Journaliste à Mediapart

Dimanche 4 juillet: chutes à gogo. Lundi 5 juillet: glissades pour qui n'en veut. Mardi 6 juillet: cabrioles à volonté. Ce n'est plus le Tour de France, c'est Luna Park. Gros souci: victime du mal des manèges, le blogueur de la maison Mediapart a raté la queue du Mickey. Lundi, il prédisait à Sylvain «Mimosa» Chavanel une longue vie en jaune. Mardi, entre gaufrette et crevaisons, le rouleur picto-charentais se voyait contraint de restituer la panoplie de leader du classement général au Suisse Fabian Cancellara. Du coup, le Joinville de l'Internet a troqué le casque à boudins pour le bonnet d'âne. C'est comme ça. Le sport, ça rend modeste; surtout ceux qui commentent le spectacle accoudés au zinc, les pieds dans la sciure. Moralité: fin des pronostics. Lever la main droite et dire: «Je le jure.»

Le peloton, décimé par les gamelles (neuf abandons en quatre jours de course), n'y comprend plus rien. Dimanche, il a accusé un chien. Lundi, c'était la faute au «verglas d'été». Mardi, celle des vilains pavés roubaisiens. En fait, il n'y a qu'un coupable: l'organisateur. Après avoir inventé le Tour de France qui descend (en 2009), le voilà qui transforme la Grande boucle en piste de bowling. Strikes en série. Disons qu'il perd la boule. A l'arrivée de la 3e étape (Wanze-Porte du Hainaut, 213 km), qui envoyait les coureurs valdinguer dans les chemins creux du pays minier, il a dû faire l'appel. Manquaient un frère Schlek (Franck), un citoyen américain (Christian Vandevelde, 8e du Tour de France 2009, 4e du Tour de France 2008), un sujet néerlandais (Niki Terstra) et un ressortissant breton (David Le Lay).

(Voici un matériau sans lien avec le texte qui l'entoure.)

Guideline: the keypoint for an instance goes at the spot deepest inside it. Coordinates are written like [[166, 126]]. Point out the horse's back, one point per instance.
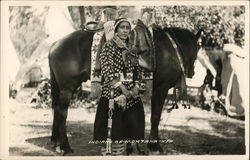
[[69, 59]]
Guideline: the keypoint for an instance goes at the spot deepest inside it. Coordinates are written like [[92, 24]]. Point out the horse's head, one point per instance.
[[142, 43]]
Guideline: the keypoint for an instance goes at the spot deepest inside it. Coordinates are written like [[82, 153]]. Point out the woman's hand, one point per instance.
[[126, 92], [134, 92]]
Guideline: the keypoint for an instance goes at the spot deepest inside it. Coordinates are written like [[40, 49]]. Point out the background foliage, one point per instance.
[[222, 24]]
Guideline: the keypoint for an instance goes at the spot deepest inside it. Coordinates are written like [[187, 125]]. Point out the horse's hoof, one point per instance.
[[175, 106], [67, 151], [184, 106]]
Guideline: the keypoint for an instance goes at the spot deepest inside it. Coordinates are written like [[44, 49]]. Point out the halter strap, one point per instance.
[[177, 52]]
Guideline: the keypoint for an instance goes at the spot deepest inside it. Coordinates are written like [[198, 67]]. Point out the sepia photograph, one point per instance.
[[124, 79]]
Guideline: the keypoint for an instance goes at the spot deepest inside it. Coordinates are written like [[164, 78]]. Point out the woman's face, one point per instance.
[[123, 30]]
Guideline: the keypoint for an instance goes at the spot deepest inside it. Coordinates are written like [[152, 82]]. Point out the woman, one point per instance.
[[121, 81]]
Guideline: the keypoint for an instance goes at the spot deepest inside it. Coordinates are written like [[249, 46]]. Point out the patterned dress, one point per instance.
[[128, 123]]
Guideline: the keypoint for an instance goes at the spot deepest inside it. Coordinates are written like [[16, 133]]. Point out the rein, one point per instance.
[[177, 52]]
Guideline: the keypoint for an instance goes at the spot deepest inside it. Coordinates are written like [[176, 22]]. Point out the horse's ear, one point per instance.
[[199, 33]]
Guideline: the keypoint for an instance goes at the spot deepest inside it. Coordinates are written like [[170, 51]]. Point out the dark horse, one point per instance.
[[70, 59]]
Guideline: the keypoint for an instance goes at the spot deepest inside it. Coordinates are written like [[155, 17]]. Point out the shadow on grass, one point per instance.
[[225, 138]]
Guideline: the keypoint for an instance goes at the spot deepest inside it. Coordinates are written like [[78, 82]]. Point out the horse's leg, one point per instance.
[[158, 98], [175, 106], [62, 111], [55, 100]]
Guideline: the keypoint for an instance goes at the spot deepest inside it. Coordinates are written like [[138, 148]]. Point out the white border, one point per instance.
[[4, 120]]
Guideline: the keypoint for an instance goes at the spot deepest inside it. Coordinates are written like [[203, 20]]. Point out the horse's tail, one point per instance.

Les autres étaient sous le choc, tel Lance Armstrong (un coude écorché et 2 min 8 sec dans la musette), livrés en pièces détachées, comme Alberto Contador (roue arrière en huit), ou complétement crevés, à l'image de notre Sylvain national, réduit à quémander des rustines et un peu de dilution sur le bord d'une route où personne ne passe jamais. Est-il bien raisonnable de faire subir pareil traitement à des garçons qu'on ne va pas tarder à envoyer rôtir dans les lacets interminables des cols pyrénéens? Est-il bien nécessaire de les fatiguer comme autant de toros bravos sous les banderilles d'un parcours dédié à l'audimat? A quand un classement aux points de suture? Qui cela sert-il? Personne et sûrement pas le cyclisme. Alors qu'on foute un peu la paix au coureurs et qu'on nous organise fissa une arrivée au sprint digne de ce nom.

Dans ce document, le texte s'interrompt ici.